Nicknamed after another sports star of her day – George Herman “Babe” Ruth – Mildred Didrikson was born in Port Arthur, Texas in 1911. She moved with her family to Beaumont four years later, where she began her legendary athletic career. Starting with neighborhood baseball, her knack for hitting home runs earned her the nickname “Babe.”
Baseball was just the beginning. Soon, Babe was playing basketball and eventually played for her company’s team, the Employers Casualty Company in Dallas, from 1929 to 1932. After the 1928 Olympics, she became interested in track and field. Despite having never competed in these events, she vowed to learn them and compete in the Olympics.

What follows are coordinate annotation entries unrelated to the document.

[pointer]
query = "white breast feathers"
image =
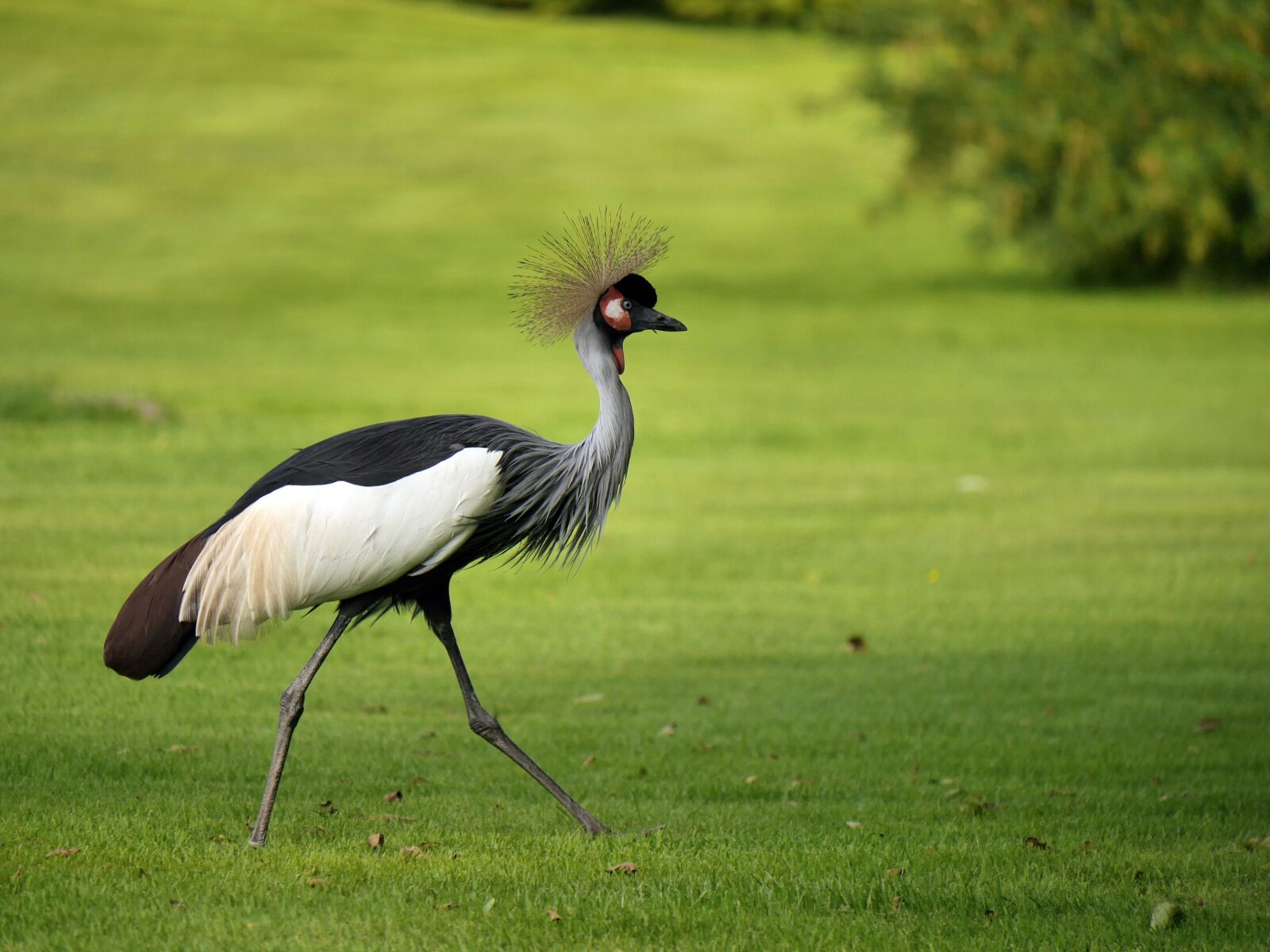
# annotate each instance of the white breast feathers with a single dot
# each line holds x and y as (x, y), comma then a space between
(302, 546)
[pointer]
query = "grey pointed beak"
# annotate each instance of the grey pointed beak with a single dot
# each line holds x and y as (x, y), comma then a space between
(649, 319)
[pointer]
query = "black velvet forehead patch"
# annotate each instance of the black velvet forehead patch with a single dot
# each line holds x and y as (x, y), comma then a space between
(638, 290)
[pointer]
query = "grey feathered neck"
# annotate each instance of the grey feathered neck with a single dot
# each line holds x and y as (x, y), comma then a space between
(556, 495)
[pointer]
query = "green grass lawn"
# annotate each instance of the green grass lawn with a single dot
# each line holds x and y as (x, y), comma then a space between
(283, 220)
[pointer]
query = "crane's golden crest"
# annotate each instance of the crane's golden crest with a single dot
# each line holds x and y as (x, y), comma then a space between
(560, 281)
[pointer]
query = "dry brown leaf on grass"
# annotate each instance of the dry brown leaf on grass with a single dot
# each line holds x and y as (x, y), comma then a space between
(1166, 916)
(414, 850)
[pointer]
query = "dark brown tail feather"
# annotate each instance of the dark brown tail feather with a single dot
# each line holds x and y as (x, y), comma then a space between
(146, 636)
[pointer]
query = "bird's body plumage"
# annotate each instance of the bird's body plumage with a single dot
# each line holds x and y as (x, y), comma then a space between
(383, 517)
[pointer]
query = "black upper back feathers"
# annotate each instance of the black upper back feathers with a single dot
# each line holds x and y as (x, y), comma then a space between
(638, 290)
(381, 454)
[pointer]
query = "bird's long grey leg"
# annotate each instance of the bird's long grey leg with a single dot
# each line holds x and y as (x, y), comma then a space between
(487, 727)
(289, 716)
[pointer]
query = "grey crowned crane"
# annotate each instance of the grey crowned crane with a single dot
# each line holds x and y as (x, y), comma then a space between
(383, 517)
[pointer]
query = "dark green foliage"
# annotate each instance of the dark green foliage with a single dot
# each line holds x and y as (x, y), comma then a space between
(1128, 141)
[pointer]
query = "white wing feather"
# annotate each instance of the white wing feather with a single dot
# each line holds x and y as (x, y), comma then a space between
(302, 546)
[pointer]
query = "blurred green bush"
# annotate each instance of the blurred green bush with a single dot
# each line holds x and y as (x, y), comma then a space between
(1127, 140)
(1130, 141)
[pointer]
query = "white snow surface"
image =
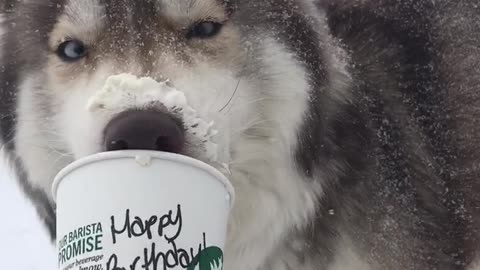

Four years later, Babe Didrikson won two gold medals and one silver in the track and field events she was allowed to participate in (she qualified for five but women could only compete in three). She would have swept all three events but came second in the high jump because her technique was deemed inappropriate, dropping her first-place finish to second. She set world records in the javelin and 80-meter hurdles.
She played baseball with the famous House of David barnstorming team and in spring training games with major league teams. She became the first woman to play in a major league game, albeit a spring exhibition game, when she pitched one inning for the Philadelphia Athletics. She faced the Brooklyn Dodgers in Fort Myers, walking the first batter, hitting the second and inducing a triple play grounder.
However, none of these accomplishments, nor the ones in bowling, volleyball, cycling, swimming, billiards or nearly every other sport, compare with her success on the golf course. She started playing golf, practically the only professional sport available to women at the time, in 1934. She won the second tournament she ever played in, the 1935 Texas Women’s Invitational, but the United States Golf Association stripped of her title, claiming she wasn’t an amateur as she was previously paid to play baseball and basketball. Undeterred, she earned back her amateur status in 1943 and over the next four years won 17 amateur events, including the 1946 U. S. Women’s Amateur Championship and the 1947 Women’s British Amateur Championship.
Turning pro in 1947, she won 41 professional tournaments, including 10 before the founding of the Ladies Professional Golf Association (LPGA). Not surprisingly, she was one of the founders of the LPGA, established in Tampa following a women’s tournament at Palma Ceia Golf & Country Club in 1950.
During this time, Babe and her husband, professional wrestler George Zaharias, purchased the languishing Forest Hills Golf and Country Club in northern Tampa. Renaming it the Tampa Golf and Country Club, the couple refurbished the course and Babe served as the winter golf pro.
Unfortunately Babe’s life doesn’t have a happy ending. She suffered from colon cancer and died in 1956 at the age of 45. She pushed herself to the very end, winning the 1954 U.S. Women’s Open just a few months after cancer surgery. She was recognized by Sports Illustrated in 1950 as the Female Athlete of the First Half of the 20th Century and was named the Female Athlete of the Century by the Associated Press, Sports Illustrated and ESPN.